One person is designated speaker - they are to speak on a matter of interest to them for 3-5 minutes. The others in the group don't interrupt, can take notes and each have one focus of listening:

  • listener 1 pays attention only to the facts of the situation (level 2 listening)
  • listener 2 pays attention only to voice tone
  • listener 3 pays attention only to body language
  • listener 4 pays attention only the speaker's energy level

If there are more than 5 in your group, or as alternatives if you're getting advanced at this:

  • listener 5 pays attention only to Visual, Auditory and Kinaesthetic modalities (see forthcoming resource on the 'VAK map')
  • listener 6 pays attention only to the level of animation of the speaker's face (especially eyes and mouth)
  • listener 7 pays attention only to the speaker's use of language patterns in the Coach's Phrasebook (see forthcoming resource on the Coach's Phrasebook)
  • listener 8 pays attention only to the speaker's emotions (how do they perceive these?)
  • listener 9 pays attention only to the speaker's intention to take action
  • listener 10 pays attention only to similes, metaphors and any other non-literal language

Each listener then briefly feeds back to the speaker what they noticed. Finally the speaker has the chance to respond to the feedback. What was most insightful? Do they think any listener was 'wrong' about what they picked up (i.e. did they project any of their own thoughts and feelings?)

In most cases the speaker will be surprised at just how much they were communicating non-verbally. Next, everyone swaps roles.

What kind of listening do you find most easy? What kind least so?
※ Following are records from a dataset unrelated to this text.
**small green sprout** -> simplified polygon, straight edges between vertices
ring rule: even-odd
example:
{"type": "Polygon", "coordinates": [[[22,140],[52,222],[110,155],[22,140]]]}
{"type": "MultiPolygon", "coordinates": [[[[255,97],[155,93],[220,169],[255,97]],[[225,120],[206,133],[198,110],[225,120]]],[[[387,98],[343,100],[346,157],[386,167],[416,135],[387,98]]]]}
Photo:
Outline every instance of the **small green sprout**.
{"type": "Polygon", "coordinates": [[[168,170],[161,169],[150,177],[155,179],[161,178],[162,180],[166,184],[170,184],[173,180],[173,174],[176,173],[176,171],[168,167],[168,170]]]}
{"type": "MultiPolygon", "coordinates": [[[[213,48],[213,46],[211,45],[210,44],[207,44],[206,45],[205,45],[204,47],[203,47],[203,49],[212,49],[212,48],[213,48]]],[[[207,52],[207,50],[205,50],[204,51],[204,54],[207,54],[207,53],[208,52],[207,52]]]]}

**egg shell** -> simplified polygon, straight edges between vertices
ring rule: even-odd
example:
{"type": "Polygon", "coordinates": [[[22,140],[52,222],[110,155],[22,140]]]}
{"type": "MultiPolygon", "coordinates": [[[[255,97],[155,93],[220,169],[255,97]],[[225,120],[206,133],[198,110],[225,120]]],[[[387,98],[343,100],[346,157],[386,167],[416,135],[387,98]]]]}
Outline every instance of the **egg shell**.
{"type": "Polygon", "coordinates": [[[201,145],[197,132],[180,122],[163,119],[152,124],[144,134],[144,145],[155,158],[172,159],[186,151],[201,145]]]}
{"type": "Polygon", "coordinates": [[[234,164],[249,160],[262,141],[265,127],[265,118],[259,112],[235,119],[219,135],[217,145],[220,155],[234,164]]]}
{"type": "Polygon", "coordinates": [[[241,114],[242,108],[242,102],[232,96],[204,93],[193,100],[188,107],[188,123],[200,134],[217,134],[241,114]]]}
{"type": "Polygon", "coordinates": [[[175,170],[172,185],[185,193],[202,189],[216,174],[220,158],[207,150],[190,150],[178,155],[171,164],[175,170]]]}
Level 3 listening can be characterised as 'whole body listening'. You are fully present and paying attention to the emotion as well as the facts, the music as well as the score. The client feels heard and is able to focus on what is really most important to them. The conditions are in place for good coaching to take place.

Level 4 or 'Generative' Listening

Occasionally an angel passes through the room.

The client thinks and says things they did not know they thought or believed. The conditions are right - the coach\s attentiveness, the trust that has been built up between coach and client - enables a deeper truth to emerge. The moment feels 'holy', even for those with no normal sense of faith or spirituality.

Level 4 cannot be conjured at will and the coach who tried to force such moments would probably make them less likely. But they can happen, and it is a reminder of the importance and seriousness of what can happen when coaching is given the respect it deserves.